There are 285 million people worldwide who have visual impairment because of eye disease or uncorrected refractive error (nearsightedness, farsightedness, or astigmatism). Of these, 246 million have low vision and 39 million are blind (uncertainties, 10 to 20%). Uncorrected refractive errors are the leading cause of visual impairment (43%), followed by cataracts (33%), glaucoma (2%), age-related macular degeneration, diabetic retinopathy, trachoma, and corneal opacities, all approximately 1%.1 The distribution of blindness worldwide does not follow a consistent pattern, with 90% of the blind in low-income countries.2 In developed areas, cataract accounts for only 5% of blindness versus 50% in underdeveloped regions of the world.3
Burkina Faso (West Africa) is one of the poorest countries of the world, with a Human Development Index of 0.389, which gives the country the position 177 of the 182 countries listed. Per million inhabitants, there is only one ophthalmologist providing a surgery rate lower than 500 surgeries per year and million people.4 Health organization global initiatives have called for increased surgical volume worldwide while maintaining good visual results.5
The high prevalence of cataract has led to the implementation of multiple projects throughout the world to eradicate blindness caused by this treatable disease.6–10 These initiatives involve the performance of a large number of surgical procedures in mass campaigns.

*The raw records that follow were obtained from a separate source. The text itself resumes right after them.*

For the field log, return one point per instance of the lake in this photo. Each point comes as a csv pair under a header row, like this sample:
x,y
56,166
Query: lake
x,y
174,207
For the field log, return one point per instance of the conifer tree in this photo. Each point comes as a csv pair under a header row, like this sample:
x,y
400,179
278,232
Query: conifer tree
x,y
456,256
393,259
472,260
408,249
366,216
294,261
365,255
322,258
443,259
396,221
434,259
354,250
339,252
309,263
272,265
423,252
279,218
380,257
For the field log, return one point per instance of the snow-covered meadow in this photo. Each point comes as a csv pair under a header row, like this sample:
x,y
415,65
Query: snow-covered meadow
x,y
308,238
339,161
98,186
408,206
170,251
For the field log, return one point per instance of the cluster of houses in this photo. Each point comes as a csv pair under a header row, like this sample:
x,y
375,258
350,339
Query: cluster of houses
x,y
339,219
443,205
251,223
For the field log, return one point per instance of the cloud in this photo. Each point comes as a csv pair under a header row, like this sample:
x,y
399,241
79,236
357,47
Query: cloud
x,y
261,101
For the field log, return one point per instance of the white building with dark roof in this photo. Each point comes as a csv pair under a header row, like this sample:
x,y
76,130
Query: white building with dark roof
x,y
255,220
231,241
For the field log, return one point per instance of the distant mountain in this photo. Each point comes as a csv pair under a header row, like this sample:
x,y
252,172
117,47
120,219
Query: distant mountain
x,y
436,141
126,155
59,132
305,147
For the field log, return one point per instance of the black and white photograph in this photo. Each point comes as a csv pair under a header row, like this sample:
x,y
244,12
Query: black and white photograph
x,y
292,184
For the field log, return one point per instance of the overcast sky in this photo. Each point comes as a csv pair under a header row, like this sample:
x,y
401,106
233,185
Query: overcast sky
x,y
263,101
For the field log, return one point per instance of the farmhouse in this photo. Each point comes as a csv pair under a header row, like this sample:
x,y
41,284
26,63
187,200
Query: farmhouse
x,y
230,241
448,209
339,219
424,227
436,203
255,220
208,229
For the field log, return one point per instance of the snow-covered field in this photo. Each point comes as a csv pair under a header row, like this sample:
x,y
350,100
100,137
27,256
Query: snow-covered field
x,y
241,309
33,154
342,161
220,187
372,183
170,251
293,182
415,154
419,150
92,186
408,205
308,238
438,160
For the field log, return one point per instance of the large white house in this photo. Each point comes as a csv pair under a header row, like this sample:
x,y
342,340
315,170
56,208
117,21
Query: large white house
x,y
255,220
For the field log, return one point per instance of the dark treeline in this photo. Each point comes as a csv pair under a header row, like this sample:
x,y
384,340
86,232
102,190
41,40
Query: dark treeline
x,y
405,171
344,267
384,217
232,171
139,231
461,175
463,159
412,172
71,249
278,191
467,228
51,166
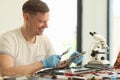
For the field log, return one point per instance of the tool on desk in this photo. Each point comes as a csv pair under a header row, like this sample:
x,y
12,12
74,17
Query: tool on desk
x,y
98,51
53,71
65,51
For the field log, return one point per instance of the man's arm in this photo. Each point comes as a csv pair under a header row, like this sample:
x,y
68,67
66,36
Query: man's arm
x,y
7,67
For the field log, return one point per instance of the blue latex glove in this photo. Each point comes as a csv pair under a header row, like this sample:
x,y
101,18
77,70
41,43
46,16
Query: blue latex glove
x,y
51,61
78,59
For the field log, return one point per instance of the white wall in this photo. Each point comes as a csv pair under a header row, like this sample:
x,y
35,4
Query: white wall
x,y
10,14
94,19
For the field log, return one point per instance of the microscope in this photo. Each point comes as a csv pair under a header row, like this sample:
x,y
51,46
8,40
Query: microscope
x,y
98,51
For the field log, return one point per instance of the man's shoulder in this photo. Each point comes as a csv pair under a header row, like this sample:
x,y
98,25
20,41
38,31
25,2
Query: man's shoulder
x,y
11,33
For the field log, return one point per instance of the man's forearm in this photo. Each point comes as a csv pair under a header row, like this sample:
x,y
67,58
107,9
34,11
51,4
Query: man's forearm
x,y
22,70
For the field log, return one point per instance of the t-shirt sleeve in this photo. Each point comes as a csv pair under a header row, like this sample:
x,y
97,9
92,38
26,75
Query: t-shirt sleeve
x,y
7,45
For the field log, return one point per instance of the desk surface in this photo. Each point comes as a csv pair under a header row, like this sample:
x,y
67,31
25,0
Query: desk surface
x,y
76,74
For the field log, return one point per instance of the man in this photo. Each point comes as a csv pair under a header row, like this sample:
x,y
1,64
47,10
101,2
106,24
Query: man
x,y
25,50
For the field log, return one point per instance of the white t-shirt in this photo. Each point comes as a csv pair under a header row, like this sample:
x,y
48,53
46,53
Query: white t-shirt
x,y
14,44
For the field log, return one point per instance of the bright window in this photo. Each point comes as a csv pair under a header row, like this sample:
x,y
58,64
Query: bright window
x,y
62,24
115,29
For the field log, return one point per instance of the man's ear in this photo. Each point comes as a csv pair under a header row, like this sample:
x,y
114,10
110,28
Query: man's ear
x,y
26,16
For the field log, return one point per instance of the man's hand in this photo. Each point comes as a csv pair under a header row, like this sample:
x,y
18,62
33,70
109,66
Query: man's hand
x,y
78,59
51,61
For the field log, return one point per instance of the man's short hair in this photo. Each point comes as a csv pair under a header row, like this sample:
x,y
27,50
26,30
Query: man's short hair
x,y
34,6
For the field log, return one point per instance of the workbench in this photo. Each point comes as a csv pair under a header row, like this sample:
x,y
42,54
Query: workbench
x,y
76,74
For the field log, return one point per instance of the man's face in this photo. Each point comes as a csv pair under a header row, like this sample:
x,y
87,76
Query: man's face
x,y
37,23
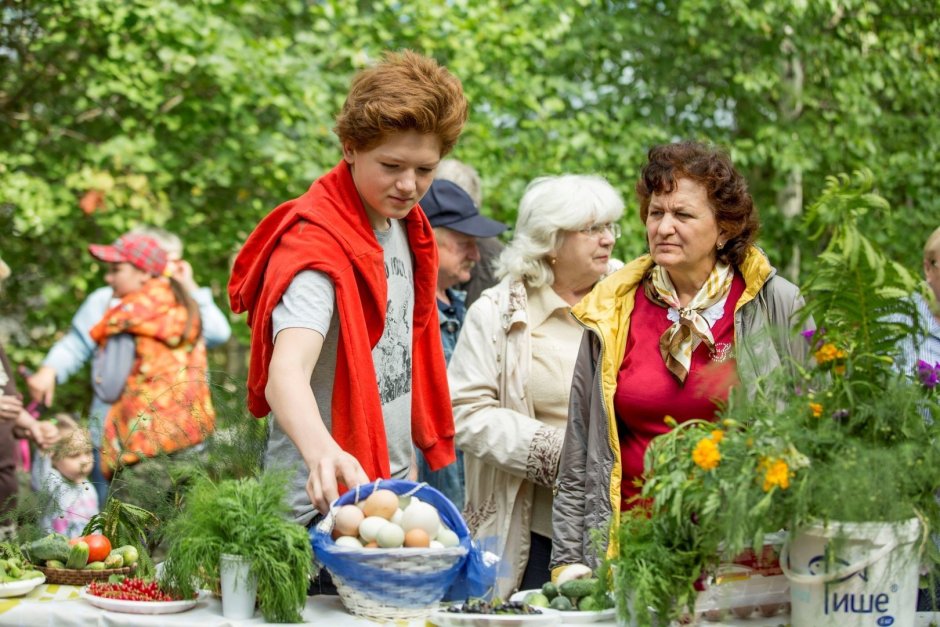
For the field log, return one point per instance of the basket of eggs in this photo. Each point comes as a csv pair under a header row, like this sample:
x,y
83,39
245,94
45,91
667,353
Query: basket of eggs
x,y
393,548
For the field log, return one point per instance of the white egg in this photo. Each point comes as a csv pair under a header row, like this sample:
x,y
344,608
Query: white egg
x,y
421,516
447,537
369,528
390,536
349,542
347,519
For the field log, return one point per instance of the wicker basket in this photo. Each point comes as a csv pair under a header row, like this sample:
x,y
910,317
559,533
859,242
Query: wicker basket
x,y
80,577
393,584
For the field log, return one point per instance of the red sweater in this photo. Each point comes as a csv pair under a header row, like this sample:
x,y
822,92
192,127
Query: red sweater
x,y
647,392
327,230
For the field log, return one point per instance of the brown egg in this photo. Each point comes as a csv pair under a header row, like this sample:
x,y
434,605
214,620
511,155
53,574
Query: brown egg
x,y
417,538
383,503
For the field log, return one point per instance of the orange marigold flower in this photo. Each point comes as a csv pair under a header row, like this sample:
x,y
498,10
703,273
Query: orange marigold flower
x,y
706,455
776,474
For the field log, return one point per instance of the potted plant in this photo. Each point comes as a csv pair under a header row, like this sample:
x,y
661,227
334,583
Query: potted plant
x,y
844,447
245,517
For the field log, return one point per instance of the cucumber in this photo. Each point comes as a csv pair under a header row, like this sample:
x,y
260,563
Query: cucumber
x,y
577,588
561,603
54,546
550,590
78,555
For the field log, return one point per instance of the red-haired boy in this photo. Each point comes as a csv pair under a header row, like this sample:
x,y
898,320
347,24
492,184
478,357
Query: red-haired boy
x,y
339,286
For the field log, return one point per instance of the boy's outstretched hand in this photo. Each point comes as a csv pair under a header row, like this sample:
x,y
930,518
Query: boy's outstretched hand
x,y
332,469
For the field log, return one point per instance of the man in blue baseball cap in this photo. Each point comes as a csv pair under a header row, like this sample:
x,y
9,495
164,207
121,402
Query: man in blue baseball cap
x,y
457,225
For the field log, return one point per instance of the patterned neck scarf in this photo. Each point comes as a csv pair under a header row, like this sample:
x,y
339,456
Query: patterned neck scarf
x,y
692,328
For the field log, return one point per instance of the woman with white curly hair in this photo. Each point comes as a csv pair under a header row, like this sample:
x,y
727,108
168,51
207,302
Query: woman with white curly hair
x,y
511,369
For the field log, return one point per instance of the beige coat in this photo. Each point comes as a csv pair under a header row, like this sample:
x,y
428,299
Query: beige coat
x,y
506,449
587,499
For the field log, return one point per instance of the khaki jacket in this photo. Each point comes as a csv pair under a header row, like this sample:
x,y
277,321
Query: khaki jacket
x,y
587,494
506,449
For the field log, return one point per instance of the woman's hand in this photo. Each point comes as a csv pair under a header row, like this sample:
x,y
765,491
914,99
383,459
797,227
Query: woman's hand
x,y
41,385
10,407
44,433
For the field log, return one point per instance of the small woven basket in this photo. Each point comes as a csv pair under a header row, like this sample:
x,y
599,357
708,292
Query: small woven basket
x,y
393,584
80,577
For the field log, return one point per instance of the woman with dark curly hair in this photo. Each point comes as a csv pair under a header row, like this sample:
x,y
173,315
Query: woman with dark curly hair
x,y
667,335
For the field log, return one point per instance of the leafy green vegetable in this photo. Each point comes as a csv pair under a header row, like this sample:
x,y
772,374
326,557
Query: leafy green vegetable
x,y
247,517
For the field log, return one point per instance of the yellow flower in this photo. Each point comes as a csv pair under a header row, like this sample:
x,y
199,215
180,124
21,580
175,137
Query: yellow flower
x,y
828,352
776,473
706,455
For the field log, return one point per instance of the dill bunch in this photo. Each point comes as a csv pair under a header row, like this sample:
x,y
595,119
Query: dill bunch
x,y
247,517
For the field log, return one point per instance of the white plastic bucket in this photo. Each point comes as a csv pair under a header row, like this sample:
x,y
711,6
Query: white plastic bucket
x,y
239,587
873,582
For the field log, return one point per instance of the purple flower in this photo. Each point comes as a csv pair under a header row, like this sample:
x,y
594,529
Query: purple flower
x,y
929,375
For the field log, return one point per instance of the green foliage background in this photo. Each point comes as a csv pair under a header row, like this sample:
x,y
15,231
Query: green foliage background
x,y
200,116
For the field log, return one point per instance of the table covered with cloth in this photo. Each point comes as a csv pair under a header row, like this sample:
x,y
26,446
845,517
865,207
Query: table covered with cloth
x,y
60,606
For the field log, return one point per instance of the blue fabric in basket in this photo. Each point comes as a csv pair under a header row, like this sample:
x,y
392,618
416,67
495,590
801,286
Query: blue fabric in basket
x,y
470,576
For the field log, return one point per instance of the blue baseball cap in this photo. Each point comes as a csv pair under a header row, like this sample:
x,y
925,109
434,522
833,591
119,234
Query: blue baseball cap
x,y
447,205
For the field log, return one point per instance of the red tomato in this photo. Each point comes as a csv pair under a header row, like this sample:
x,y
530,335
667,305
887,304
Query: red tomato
x,y
98,547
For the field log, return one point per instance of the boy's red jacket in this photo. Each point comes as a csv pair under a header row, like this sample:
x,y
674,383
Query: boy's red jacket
x,y
327,230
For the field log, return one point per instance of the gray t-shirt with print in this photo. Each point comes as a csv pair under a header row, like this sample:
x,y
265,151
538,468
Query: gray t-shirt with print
x,y
308,303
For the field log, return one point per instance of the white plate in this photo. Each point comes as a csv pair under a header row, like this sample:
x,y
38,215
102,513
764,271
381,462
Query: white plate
x,y
139,607
443,618
573,617
21,587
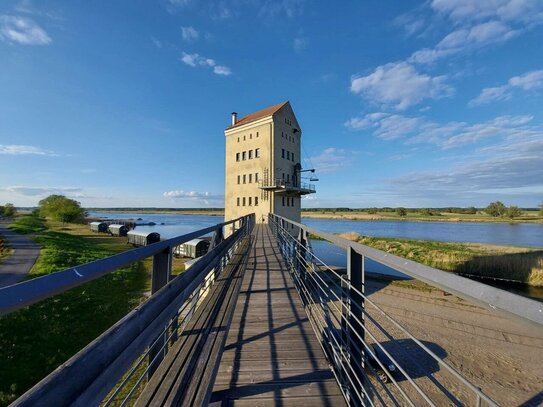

Our participation is in one of these mass cataract surgery campaigns in the context of international cooperation.
Despite the overwhelming evidence for the need of action to combat blindness caused by cataracts in developing countries, there are few publications that evaluate the visual outcomes in terms of efficacy and safety. The practice of cataract surgery during mass campaigns in these areas is usually limited by access to medical supplies and the surgical complexity of the cases. The purpose of this article is to present an analysis of the visual and refractive results of a mass campaign for people of very low income by applying the standard methodological approach normally used for evaluating refractive outcomes. This campaign has been promoted by nongovernmental organizations in eye care and is the first study conducted in Burkina Faso for this purpose.
A consecutive, prospective, case-series study that included the 315 eyes of 305 patients who underwent cataract surgery during the campaign that the nongovernmental organizations Stop Blindness and Vision Without Borders conducted. Surgeries were performed between November 28 and December 14, 2008, in a district hospital in Bobo-Dioulasso (Burkina Faso).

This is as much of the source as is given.